Python histogram library - histograms as updateable, fully semantic objects with visualization tools. [P]ython [HYST]ograms.

MIT License

129 stars 15 forks source link

Memory efficiency problem #33

Open janpipek opened 7 years ago

janpipek commented 7 years ago

When creating histogram from huge data, temporarily huge amount of memory is allocated, though no copy should be created.

Suspects:

dropna ???
weights

janpipek commented 7 years ago

Better in 0.3.26 where the overhead is lowered by 66 % (unnecessary flattens and weights)

Sh4zKh4n commented 4 years ago

What would you class as huge data? I am interested in using the package, looks like an interesting option. I have a 300GB ND array (3dim), that I have as a chunked dask array. Everytime I go to run a histogram, it falls over at the last hurdle. The only way I could see this working was dynamically updating a file. Which I started to write but for me it wasnt trivial! Until I noticed this package and others.

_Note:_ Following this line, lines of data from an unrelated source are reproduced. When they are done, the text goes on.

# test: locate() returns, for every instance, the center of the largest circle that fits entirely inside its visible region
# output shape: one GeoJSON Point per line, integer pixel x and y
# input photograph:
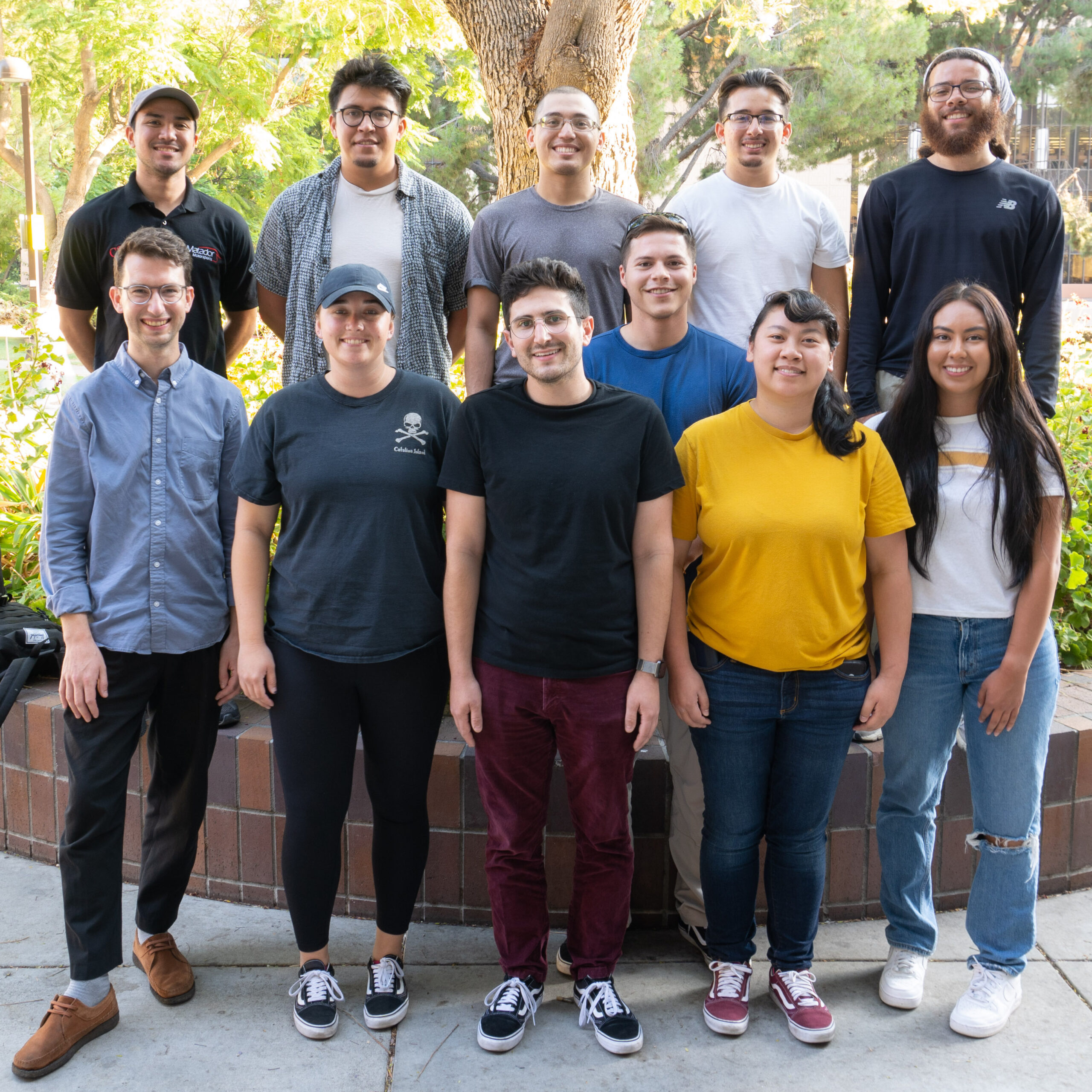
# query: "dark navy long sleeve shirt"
{"type": "Point", "coordinates": [922, 227]}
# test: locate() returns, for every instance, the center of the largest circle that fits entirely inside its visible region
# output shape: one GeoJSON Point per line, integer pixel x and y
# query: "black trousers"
{"type": "Point", "coordinates": [319, 708]}
{"type": "Point", "coordinates": [180, 694]}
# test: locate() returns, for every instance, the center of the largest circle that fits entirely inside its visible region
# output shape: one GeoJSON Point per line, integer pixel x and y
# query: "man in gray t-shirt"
{"type": "Point", "coordinates": [565, 215]}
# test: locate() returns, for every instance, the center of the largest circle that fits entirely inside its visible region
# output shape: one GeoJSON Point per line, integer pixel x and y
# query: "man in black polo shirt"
{"type": "Point", "coordinates": [162, 130]}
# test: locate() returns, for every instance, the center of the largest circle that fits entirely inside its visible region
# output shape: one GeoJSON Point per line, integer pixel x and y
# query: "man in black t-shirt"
{"type": "Point", "coordinates": [959, 213]}
{"type": "Point", "coordinates": [556, 603]}
{"type": "Point", "coordinates": [162, 129]}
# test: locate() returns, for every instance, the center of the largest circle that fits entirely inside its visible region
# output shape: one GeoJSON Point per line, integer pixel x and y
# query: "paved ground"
{"type": "Point", "coordinates": [237, 1032]}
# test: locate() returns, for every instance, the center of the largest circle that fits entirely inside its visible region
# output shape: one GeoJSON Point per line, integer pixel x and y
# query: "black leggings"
{"type": "Point", "coordinates": [318, 709]}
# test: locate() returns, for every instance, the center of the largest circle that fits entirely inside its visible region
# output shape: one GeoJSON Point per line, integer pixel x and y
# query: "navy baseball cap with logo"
{"type": "Point", "coordinates": [346, 279]}
{"type": "Point", "coordinates": [163, 91]}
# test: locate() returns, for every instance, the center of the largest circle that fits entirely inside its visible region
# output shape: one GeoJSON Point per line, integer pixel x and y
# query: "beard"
{"type": "Point", "coordinates": [981, 128]}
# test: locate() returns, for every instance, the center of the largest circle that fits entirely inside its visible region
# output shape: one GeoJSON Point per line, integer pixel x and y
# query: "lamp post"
{"type": "Point", "coordinates": [32, 227]}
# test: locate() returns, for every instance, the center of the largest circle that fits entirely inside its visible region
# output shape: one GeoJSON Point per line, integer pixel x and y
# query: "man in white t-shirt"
{"type": "Point", "coordinates": [758, 232]}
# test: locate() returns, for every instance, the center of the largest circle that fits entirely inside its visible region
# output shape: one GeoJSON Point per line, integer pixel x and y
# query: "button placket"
{"type": "Point", "coordinates": [160, 478]}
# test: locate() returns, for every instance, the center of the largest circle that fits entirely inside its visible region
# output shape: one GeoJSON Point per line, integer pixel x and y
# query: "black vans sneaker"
{"type": "Point", "coordinates": [564, 960]}
{"type": "Point", "coordinates": [388, 997]}
{"type": "Point", "coordinates": [617, 1030]}
{"type": "Point", "coordinates": [317, 995]}
{"type": "Point", "coordinates": [506, 1015]}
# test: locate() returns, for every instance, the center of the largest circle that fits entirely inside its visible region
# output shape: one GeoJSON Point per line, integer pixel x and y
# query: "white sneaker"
{"type": "Point", "coordinates": [903, 979]}
{"type": "Point", "coordinates": [990, 1001]}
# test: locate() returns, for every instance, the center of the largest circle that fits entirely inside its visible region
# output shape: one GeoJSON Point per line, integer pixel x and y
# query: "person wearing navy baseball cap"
{"type": "Point", "coordinates": [162, 129]}
{"type": "Point", "coordinates": [351, 642]}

So I just wondered what (and in the notes) would class as big not large data?

janpipek commented 4 years ago

Hi @Sh4zKh4n , if you sequentially fill the histogram, you should not have a problem with file of any size, the memory problem was more related to processing one big chunk at a time (which is impossible in your case anyway ;-)). fill_n is your friend. You don't even need to know the number of bins in advance, as I document in https://github.com/janpipek/physt/blob/master/doc/adaptive_histogram.ipynb .

Let me know if you spot any problem or any ideas for improvement.

Sh4zKh4n commented 4 years ago

@janpipek So that's exactly the type of thing I was looking for. Is there a way to save to a file instead of holding in memory? Thanks I'll have a go at it later on my data set (once I take a break from daddy day care duties, trying to do ant coding with a 3yr old and 6 month old is a nigytmare.)

Sh4zKh4n commented 4 years ago

I should be clearer about that, what mean is to dynamically update a table like a pandas file with values? So you can come back to the analysis later and also keep the memory footprint down? Cheers I do appreciate the quick response

janpipek commented 4 years ago

If I understand correctly, you want to be able to calculate the histogram once (or in multiple steps) and then re-use it a few times. Sure, histograms can be stored and loaded to/from JSON format. Example how I would go with huge data is here: https://github.com/janpipek/physt/blob/master/doc/interrupted-workflow.ipynb Hope that answers your question :-)

Sh4zKh4n commented 4 years ago

so @janpipek , oh so that's nearly there, I kind of want to combine the two solutions you have , dynamic updating and saving to file!